What happens when a bunch of children’s literature writers gather together in a creative venue? The answer is a day of creative expression and constructive critique. The SCBWI Peer 2 Peer Critiquenic took place at the Skirball Cultural Center a couple of months ago. The weather graced us with a perfect spring afternoon. Arriving early, and carrying my lunch bag, I stepped up to the check-in table. The registration process was organized and easy. I was the first in my group (young adult) to arrive and was assigned to welcome the rest of the party. I waved a cute animal mask courtesy of SCBWI, greeted and mingled with fellow friendly writers. It was wonderful to run into others I’d meet through various schmoozes.
Once the groups were full and participants signed in, we were encouraged to find a comfortable spot and begin our session. Parties of four and five people spread out. Like children on a scavenger hunt, we sought our ideal workspace. My group selected the patio. We were in good company. Several other SCBWI participants were at nearby tables.
We took out our work and introduced ourselves. Our uniting threads were the genre and our interest in expressing thoughts in creative form for teens. A critique style was selected, and it was determined that we would read each other’s works out loud. (When you read your own work, it’s common to verbally correct or fill-in missing words. However, when someone else reads it, you are able to hear the bump of clunky sentences and notice sections that need revisions.) Using the sandwich approach: a compliment, suggestion for improvement and follow up with a compliment, we launched into the process. Like the groups around us, there were phrases read that solicited laughter, a couple of gasps of surprise and a yearning to read more work by these talented writers. At the halfway point, we broke for lunch. Conversation flowed as we got to know each other over sandwiches, fruit and chips like children on the school yard.
Full and ready for more feedback, we dove back into the critique session. Each person received feedback about areas that need clarification and questions were asked about how to make certain paragraphs stronger. As the sun shifted position and the afternoon wound down, we realized our time was drawing to a close. Goodbyes were said and email addresses exchanged. I gathered my copies and stepped back into the Cultural Center.
I spent some time in an interactive 1970s lifestyle exhibit. I felt six years old again as I saw toys and furniture that were a part of my childhood. If only there had been a little oven that baked cakes with a light bulb. Every few minutes, those of us who remembered when all the stuff in the room was cool, exchanged little smiles. Thanks Skirball for helping us skip down memory lane.
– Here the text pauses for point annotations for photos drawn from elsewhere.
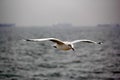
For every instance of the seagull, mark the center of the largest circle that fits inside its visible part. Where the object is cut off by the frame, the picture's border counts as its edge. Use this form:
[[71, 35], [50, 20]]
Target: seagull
[[63, 45]]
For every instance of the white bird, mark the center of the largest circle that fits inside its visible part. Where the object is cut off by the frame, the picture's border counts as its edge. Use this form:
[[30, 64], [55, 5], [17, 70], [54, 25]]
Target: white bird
[[63, 45]]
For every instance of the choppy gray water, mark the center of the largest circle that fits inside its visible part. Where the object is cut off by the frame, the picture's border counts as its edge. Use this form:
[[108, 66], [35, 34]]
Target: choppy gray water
[[21, 60]]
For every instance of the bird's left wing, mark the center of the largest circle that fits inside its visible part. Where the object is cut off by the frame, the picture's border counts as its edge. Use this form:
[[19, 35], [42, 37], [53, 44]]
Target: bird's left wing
[[46, 39], [86, 41]]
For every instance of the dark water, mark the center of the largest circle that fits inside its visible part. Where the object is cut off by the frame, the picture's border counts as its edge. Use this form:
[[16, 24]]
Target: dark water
[[21, 60]]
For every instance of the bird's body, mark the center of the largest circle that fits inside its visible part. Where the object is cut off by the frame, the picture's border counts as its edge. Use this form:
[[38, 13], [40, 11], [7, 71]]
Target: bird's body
[[62, 45]]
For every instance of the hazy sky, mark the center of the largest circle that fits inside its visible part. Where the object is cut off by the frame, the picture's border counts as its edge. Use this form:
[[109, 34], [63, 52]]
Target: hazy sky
[[49, 12]]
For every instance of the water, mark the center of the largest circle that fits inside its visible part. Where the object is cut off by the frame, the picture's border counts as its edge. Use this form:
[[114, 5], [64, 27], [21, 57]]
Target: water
[[21, 60]]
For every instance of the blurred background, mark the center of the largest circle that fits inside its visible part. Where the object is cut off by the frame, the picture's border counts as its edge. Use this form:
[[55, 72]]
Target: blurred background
[[96, 20]]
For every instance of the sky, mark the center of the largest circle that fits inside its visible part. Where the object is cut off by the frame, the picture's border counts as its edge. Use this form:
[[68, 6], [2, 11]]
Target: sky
[[50, 12]]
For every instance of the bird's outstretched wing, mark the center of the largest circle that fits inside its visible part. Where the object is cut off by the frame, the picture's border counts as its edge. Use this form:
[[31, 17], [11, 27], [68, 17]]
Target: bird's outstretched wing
[[46, 39], [86, 41]]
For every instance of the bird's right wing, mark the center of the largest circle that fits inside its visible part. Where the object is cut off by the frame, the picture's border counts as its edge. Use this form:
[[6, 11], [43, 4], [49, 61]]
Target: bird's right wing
[[86, 41], [46, 39]]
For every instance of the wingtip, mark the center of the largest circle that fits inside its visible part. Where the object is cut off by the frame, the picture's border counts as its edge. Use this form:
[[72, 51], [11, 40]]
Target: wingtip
[[26, 40]]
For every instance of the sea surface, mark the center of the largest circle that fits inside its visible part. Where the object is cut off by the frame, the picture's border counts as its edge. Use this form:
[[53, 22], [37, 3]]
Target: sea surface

On the way home, I rode on a buzz of the day’s creative energy. Here are three takeaway:
- SCBWI rocks! They put together a great Critiquenic. The Los Angeles chapter of the Society of Children’s Book Writers & Illustrators ensured the registration process was organized and easy. Writers were welcomed and knew that they would experience a special day.
- Sometimes you need an additional set of eyes and nonbiased parties to read your work. The group caught clichés my writers’ group missed.
- SCBWI events refuel the creative well. The location and support from fellow writers lifts the spirit. How could you not feel creativity jazzed after hanging out with creative minds?
If you missed it the June Peer 2 Peer Critiquenic, I suggest you attend next year.
Participant Sandi Michaelian described the day best:
“I enjoyed the critique day very much! I received helpful and creative feedback that I could incorporate into my story. My group was supportive and nice. I look forward to going next year.”